Hamzehnava E, Zamani F, Ajdarkosh H, Khoonsari M, Faraji A, Sobhrakhshankhah E, et al . Evaluation of Advanced Endoscopic Stents for Pancreatic Pseudocyst Drainage: A 2-Year Study. Med J Islam Repub Iran 2025; 39 (1) :896-904
URL:
http://mjiri.iums.ac.ir/article-1-9691-en.html
Esmaeil Hamzehnava

,
Farhad Zamani

,
Hossein Ajdarkosh

,
Mahmoodreza Khoonsari

,
Amirhossein Faraji

,
Elham Sobhrakhshankhah

,
Masoumeh Nejatifar

,
Shahaboddin Dolatkhah

,
Mohadese Sedighi Pashaki

,
Fahimeh Safarnezhad Tameshkel

,
Roghayeh Sahraie

,
Mehdi Nikkhah
Gastrointestinal and Liver Diseases Research Center, School of Medicine, Iran University of Medical Sciences, Tehran, Iran , nikkhah.m@iums.ac.ir
Abstract: (34 Views)
Background: Endoscopic ultrasound (EUS)-guided drainage using lumen-apposing metal stents (LAMS) is the first line choice for treatment of pancreatic fluid collections (PFCs). This study evaluated the technical success, clinical success, and adverse events (AE) associated with the Hot AXIOS electrocautery-enhanced LAMS for pancreatic pseudocysts (PPs).
Methods: This retrospective cohort study included 45 patients with PPs undergoing Hot AXIOS stent placement between 2019 and 2021. Clinical and technical success were assessed. AEs were graded based on severity and timing. Survival analysis and the Kaplan-Meier curve were used in the study.
Results: Technical success was achieved in 97.78% (44/45) cases and clinical success in 95.56% (43/45). Patients with a previous history of PP intervention were significantly more likely to experience moderate to severe AE (P = 0.009). Removal time of stent was significantly longer in patients with moderate or severe AE (median 70 vs 34.5 days, P = 0.005).

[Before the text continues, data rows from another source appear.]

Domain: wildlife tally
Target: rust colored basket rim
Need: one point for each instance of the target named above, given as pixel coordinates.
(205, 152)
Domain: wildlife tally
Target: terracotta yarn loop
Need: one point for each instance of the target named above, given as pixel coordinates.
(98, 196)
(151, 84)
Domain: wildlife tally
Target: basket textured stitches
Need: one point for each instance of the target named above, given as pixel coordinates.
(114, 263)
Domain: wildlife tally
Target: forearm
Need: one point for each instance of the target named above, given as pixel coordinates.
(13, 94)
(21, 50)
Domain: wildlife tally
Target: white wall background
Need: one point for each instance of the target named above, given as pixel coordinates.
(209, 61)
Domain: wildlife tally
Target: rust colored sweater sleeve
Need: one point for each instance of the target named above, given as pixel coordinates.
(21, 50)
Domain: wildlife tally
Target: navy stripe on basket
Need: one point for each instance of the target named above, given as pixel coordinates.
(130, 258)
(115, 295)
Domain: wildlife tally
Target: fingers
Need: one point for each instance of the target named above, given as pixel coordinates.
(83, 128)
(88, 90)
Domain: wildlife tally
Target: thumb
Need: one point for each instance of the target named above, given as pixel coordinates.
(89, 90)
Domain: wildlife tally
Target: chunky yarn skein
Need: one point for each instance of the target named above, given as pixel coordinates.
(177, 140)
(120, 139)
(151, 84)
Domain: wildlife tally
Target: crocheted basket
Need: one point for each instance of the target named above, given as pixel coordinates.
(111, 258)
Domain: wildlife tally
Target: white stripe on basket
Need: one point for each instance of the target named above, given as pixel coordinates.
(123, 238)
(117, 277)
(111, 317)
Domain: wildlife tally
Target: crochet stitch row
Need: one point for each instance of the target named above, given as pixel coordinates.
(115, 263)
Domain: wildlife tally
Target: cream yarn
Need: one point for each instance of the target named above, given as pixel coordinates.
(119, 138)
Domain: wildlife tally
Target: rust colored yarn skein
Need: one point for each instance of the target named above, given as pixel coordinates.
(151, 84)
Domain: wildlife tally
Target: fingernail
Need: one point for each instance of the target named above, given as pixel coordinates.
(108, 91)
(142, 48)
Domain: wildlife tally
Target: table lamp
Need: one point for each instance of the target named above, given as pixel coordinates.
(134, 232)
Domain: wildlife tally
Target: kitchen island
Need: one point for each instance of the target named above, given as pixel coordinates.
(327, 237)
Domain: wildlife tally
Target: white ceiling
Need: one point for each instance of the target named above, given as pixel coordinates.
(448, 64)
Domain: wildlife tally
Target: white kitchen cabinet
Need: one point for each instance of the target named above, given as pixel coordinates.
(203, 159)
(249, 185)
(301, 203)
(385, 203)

Transition of PP to walled-off necrosis was associated with moderate or severe AE in comparison with mild or no AE (P < 0.001).
Conclusion: Hot AXIOS stents demonstrated high clinical and technical success rates for PP drainage. Patients with a history of prior interventions for PPs were at significantly higher risk of AE. Closer monitoring is recommended in patients with delayed removal. Future studies should incorporate a multicenter design and control groups with standardized success rates and AE definitions.